Em Ponta de Areia (Milton/Fernando Brant), por exemplo, o cello aparece grandioso na introdução, sozinho, ao qual depois se une a voz de Zélia. Um momento lírico, de arrepiar. Já em O Que Será (Chico Buarque), que ganhou famoso dueto de Chico Buarque e Milton Nascimento, também vem em duo em Invento +, só que com Zélia e Jaques. 

Zélia Duncan e Jaques Morelenbaum: projeto de 2015 inspirou o disco. Foto: Leo Aversa 

E logo se percebe: os dois têm o mesmo peso nesse trabalho. “O Jaques não fica me buscando como um violão me buscaria. Faz a parte dele – claro, integrado comigo e eu, com ele –, mas são duas pessoas desempenhando ali. É um desafio muito grande para mim como cantora”, afirma Zélia. Preste atenção nessa sintonia dos dois em San Vicente (Milton/Fernando Brant): ao longo da música, há momentos em que eles caminham lado a lado e, em outros, se encontram.

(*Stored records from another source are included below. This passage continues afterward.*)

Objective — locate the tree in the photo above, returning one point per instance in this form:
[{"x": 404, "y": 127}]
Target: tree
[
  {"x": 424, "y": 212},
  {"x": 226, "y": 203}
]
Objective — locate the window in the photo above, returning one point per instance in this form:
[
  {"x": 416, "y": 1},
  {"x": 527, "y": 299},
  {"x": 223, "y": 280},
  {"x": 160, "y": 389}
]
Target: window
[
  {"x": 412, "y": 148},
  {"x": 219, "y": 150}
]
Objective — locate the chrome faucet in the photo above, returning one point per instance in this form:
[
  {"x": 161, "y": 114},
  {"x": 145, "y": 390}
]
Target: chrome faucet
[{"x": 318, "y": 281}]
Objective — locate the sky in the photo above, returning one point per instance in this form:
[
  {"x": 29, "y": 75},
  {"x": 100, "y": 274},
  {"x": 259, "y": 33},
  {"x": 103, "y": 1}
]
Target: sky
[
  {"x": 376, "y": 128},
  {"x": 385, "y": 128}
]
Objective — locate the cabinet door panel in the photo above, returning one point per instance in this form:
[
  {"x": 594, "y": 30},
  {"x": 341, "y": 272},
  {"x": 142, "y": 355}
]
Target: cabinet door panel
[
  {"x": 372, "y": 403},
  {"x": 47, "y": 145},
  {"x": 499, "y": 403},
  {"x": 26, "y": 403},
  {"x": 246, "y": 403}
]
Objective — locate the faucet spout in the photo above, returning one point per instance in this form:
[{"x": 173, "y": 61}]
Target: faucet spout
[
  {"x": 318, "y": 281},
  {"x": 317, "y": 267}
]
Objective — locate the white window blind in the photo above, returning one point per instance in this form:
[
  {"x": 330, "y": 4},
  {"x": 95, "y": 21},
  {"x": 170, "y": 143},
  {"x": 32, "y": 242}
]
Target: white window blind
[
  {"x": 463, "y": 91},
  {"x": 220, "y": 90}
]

Conhecida por sua voz grave poderosa, Zélia preferiu aqui interpretações mais suaves. Herança clara, e confessa, de sua experiência no projeto Totatiando, dedicado à obra de Luiz Tatit. “Tem a ver com meu jeito de olhar a música, a vida, o quanto aprendi com o Tatit, num extremo que acho maravilhoso e privilegiado de que o menos é mais e que o canto veio da fala”, observa ela. “Então, por que vou pegar o que uma das vozes mais impressionantes de todos os tempos cantou e ficar tentando fazer um vozeirão? Acho que seria tão inútil, acho que esse trabalho está chamando para o avesso, a beleza do avesso.”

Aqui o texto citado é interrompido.